Still, this is a company dancing with such vitality that it is unmissable. Since its last Paris tour, in 2008, an outstanding generation of principals has come to the fore, from the commanding Sara Mearns to Tiler Peck, Sterling Hyltin and Taylor Stanley. They took no prisoners in the opening “Balanchine Black and White” programme, imbuing such classic works as The Four Temperaments with thrilling musicality and daring.

In Balanchine’s grand, imperial-style ballets, however, you’d be forgiven for wavering between NYCB’s occasionally rough attack and the more elegant discipline of old-world companies. In NYCB’s all-Tchaikovsky programme, moments of brilliance alternated with clumsy alignments and ports de bras.

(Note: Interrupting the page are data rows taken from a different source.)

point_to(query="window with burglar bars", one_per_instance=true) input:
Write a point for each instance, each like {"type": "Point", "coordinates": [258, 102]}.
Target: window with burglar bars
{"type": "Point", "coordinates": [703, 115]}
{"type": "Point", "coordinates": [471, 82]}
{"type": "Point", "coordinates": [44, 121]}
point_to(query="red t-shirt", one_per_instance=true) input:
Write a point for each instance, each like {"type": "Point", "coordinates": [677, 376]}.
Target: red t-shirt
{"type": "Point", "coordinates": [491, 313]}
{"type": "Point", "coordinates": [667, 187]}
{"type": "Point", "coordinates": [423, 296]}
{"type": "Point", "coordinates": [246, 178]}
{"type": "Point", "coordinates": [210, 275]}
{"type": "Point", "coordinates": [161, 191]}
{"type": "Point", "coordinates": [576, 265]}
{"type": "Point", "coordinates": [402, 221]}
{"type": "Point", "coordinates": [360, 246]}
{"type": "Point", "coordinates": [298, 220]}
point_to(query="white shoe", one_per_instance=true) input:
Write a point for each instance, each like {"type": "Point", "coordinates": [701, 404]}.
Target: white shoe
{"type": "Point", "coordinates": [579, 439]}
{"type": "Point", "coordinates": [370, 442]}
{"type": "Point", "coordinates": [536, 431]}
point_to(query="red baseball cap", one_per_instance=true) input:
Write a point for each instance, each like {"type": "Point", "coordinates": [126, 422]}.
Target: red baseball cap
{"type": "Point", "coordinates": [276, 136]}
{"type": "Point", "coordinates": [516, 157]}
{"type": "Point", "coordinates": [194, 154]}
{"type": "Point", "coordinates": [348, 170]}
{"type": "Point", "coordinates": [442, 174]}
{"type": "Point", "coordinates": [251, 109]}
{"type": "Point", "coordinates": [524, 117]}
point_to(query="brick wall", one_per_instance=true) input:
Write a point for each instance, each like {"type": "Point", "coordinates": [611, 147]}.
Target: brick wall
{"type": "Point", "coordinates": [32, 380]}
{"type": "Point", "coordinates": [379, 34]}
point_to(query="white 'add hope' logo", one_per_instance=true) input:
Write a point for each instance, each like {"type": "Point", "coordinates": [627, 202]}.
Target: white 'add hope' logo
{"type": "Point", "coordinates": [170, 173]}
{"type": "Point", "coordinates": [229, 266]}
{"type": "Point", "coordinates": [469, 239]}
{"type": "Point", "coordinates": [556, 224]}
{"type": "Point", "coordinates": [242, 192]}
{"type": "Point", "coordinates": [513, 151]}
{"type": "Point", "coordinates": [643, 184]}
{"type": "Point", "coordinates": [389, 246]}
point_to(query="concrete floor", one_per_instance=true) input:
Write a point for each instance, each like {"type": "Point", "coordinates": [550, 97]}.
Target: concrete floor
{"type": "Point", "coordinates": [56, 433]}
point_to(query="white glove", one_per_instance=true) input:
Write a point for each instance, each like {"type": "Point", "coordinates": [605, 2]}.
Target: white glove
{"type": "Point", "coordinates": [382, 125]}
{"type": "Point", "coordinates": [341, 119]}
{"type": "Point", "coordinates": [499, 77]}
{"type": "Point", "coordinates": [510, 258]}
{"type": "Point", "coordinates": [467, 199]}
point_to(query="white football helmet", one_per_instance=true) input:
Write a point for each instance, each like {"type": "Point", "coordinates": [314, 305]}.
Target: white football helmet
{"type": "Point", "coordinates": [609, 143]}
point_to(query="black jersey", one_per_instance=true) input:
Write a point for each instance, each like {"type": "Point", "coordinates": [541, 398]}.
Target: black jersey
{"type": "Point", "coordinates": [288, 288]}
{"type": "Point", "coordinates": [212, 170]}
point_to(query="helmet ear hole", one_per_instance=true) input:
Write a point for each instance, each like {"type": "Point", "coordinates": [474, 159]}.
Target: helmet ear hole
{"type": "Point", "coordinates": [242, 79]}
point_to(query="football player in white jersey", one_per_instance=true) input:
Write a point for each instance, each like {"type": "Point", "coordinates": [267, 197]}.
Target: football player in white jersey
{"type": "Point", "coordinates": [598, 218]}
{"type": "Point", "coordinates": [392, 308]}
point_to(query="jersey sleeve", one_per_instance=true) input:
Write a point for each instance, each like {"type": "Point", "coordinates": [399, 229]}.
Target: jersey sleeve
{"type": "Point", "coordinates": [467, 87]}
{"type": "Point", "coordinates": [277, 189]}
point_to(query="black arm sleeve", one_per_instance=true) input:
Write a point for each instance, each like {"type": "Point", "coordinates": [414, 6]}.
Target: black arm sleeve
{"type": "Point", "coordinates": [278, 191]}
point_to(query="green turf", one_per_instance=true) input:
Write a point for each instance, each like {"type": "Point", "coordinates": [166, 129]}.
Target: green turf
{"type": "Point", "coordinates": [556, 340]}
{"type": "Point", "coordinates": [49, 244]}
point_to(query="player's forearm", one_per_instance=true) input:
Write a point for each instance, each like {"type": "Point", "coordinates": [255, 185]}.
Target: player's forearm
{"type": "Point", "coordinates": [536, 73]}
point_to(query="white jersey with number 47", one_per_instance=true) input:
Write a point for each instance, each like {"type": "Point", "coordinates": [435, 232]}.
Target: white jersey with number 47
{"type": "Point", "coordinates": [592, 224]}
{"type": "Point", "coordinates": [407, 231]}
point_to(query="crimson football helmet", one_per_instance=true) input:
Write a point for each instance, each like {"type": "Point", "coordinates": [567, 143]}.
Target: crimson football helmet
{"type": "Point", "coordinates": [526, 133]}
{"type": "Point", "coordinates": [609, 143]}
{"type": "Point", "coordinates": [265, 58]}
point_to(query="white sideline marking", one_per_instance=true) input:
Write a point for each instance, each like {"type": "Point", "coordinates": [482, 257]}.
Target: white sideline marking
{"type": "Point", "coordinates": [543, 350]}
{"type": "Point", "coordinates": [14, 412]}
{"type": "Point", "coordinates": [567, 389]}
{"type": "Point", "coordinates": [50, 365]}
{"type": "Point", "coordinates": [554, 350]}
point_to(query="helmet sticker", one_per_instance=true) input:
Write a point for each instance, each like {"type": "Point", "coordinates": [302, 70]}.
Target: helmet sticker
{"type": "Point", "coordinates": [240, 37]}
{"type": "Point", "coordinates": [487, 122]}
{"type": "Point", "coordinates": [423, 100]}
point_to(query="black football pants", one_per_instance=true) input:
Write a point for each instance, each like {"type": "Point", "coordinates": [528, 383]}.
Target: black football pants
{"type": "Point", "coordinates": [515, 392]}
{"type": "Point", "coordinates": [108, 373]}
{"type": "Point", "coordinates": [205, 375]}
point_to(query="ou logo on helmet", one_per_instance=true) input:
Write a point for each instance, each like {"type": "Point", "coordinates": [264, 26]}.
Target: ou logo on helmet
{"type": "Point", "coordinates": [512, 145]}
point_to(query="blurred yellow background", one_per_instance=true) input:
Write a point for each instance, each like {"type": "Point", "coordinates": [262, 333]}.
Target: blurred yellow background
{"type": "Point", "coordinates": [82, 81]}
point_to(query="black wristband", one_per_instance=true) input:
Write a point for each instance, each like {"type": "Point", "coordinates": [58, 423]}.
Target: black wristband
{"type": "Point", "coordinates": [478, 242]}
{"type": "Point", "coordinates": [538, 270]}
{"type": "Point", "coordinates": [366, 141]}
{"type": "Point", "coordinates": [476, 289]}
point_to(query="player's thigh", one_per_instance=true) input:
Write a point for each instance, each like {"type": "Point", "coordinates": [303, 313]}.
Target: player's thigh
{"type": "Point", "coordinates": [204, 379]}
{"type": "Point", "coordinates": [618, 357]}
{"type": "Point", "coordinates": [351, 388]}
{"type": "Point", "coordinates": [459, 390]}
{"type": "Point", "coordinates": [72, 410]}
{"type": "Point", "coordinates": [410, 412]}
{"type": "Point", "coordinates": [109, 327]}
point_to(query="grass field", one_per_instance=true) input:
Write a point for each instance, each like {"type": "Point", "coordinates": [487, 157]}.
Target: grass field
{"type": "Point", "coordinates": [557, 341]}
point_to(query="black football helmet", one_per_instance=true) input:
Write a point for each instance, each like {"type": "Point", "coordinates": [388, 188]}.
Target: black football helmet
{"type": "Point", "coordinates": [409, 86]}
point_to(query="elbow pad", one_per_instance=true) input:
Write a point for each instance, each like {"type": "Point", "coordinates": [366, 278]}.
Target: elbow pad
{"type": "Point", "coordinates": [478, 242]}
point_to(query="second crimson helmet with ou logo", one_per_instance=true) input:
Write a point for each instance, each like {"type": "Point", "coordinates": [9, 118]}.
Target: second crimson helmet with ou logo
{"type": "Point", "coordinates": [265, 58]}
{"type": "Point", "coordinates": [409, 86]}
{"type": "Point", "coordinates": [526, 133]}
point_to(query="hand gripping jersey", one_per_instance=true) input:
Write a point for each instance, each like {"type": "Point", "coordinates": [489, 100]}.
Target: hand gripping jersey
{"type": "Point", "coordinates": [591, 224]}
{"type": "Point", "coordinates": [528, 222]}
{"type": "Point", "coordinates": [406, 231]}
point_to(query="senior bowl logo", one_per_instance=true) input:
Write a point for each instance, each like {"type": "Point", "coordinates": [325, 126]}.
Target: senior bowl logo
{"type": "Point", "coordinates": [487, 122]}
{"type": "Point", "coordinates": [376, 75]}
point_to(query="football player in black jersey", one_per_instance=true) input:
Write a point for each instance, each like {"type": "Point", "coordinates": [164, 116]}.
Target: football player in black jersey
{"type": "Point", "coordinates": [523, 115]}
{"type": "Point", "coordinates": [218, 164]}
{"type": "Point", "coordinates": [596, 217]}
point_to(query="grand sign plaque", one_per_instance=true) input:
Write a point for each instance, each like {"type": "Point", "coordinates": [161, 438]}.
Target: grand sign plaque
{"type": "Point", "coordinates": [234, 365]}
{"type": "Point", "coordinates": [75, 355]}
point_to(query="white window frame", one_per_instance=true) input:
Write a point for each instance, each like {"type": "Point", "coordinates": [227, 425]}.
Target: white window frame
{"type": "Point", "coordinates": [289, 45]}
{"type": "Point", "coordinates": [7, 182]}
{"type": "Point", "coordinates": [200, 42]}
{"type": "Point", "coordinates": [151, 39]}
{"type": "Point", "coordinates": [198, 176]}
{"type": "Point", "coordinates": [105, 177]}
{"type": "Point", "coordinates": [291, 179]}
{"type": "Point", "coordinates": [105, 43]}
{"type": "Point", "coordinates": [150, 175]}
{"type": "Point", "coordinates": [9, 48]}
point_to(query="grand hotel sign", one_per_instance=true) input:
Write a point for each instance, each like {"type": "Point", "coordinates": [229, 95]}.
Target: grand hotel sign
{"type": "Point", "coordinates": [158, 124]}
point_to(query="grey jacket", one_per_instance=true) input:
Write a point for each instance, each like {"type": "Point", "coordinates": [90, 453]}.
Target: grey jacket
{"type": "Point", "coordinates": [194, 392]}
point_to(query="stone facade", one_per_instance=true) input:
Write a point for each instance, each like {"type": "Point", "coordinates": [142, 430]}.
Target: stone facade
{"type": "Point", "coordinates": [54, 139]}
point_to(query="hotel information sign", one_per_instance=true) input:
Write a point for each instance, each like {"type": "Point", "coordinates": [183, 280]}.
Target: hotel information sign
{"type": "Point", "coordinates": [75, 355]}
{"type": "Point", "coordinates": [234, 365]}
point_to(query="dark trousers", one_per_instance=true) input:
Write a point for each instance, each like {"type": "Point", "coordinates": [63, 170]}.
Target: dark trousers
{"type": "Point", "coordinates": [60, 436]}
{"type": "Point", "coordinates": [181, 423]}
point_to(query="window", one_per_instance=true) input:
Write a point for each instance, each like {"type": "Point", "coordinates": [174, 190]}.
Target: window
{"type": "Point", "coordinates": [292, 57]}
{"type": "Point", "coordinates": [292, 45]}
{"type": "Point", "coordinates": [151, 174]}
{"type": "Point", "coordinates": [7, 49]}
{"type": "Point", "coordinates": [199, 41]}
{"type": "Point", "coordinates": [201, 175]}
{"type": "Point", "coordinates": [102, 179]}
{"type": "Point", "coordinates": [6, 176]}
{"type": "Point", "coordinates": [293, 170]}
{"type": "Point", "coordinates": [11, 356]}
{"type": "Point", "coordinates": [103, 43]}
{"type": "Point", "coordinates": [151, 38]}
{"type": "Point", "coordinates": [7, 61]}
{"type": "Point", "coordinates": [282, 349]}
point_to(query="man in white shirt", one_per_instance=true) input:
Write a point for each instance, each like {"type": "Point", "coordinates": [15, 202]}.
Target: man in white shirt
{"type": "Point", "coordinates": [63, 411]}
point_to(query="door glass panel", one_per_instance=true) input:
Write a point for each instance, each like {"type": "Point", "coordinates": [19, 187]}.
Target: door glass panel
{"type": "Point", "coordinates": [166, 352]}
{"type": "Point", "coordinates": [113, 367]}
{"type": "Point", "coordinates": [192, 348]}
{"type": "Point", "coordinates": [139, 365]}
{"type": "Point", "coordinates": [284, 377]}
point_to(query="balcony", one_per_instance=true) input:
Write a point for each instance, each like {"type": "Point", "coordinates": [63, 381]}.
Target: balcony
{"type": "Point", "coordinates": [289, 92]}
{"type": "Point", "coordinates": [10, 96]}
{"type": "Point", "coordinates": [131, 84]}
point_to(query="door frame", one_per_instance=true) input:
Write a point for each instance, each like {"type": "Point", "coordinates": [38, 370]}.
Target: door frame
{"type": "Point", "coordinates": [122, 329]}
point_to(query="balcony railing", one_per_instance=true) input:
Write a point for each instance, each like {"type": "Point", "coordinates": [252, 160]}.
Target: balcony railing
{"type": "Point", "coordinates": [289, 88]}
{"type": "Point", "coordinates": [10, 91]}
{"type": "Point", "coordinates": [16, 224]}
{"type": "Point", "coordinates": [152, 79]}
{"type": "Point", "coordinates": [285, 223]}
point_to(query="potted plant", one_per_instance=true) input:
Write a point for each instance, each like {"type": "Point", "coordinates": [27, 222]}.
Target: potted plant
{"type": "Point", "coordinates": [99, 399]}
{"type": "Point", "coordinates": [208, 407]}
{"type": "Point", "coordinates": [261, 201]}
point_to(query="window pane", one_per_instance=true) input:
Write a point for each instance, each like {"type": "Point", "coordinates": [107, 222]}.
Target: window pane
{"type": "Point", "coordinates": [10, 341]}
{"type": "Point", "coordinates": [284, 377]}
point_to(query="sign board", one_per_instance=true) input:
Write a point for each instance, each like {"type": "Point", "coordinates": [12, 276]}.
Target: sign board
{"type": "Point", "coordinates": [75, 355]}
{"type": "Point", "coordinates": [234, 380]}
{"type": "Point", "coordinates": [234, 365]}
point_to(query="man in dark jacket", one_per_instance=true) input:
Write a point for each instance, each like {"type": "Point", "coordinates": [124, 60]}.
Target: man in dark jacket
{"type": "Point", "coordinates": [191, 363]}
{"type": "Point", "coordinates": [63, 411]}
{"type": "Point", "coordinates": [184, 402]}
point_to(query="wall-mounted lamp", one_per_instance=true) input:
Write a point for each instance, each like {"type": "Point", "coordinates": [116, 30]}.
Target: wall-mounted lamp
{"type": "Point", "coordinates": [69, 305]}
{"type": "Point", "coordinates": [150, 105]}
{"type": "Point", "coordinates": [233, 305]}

Meanwhile, POB successfully co-opted Balanchine’s Brahms-Schoenberg Quartet at the Opéra Bastille. Transatlantic fare has been a hallmark of the tenure of Benjamin Millepied, the former NYCB principal appointed director in 2014, and Brahms-Schoenberg came adorned with elegant new costumes by Karl Lagerfeld, ranging in inspiration from Daniel Buren-style stripes to folk-like headdresses. More important, the POB dancers looked at home in the piece’s evocation of opulent Austro-Hungarian ballrooms. Dorothée Gilbert and Mathieu Ganio made a romantic pairing, while Laura Hecquet and Karl Paquette gleefully played up the fourth movement’s character dancing.

Balanchine is not the only name the NYCB and POB programmes have in common. Both are presenting ballets by Justin Peck, soloist and resident choreographer with NYCB, whom Millepied commissioned to create his first European work in Paris. The result, Entre Chien et Loup (“between dog and wolf”, a French expression meaning twilight or dusk), boasts striking production values, including John Baldessari’s 1989 print “Rollercoaster” as backdrop, but falls short of Peck’s New York creations.

By way of score, he opted for Poulenc’s Double Piano Concerto, which was also used in 2010 by Liam Scarlett for Asphodel Meadows. Peck’s take is more structurally ambitious than Scarlett’s, but less attuned to the intricate, changing texture of the music.

As a further tribute to Baldessari, Peck chose to saddle his 11-strong cast with round masks, mimicking the colourful dots with which the Californian artist hides faces in some works. More could have been made of the resulting tension between individuals and the anonymous crowd, but Peck, true to his Balanchine roots, focused on shapes in space. He and the French dancers failed to meet each other halfway: there is a bright, earnest quality to Peck’s work that few in the cast really made their own, despite some striking male solos.

Peck was back in his comfort zone with NYCB, who presented the impressive Everywhere We Go at the Châtelet. The choreographer’s American colleagues filled out his steps and kaleidoscopic patterns with remarkable energy and presence. On the same programme was an offbeat treasure, Ratmansky’s 2014 Pictures at an Exhibition, proving that dance can converse with the abstract moods of its Mussorgsky score and Kandinsky projections. What a time to be watching ballet in Paris.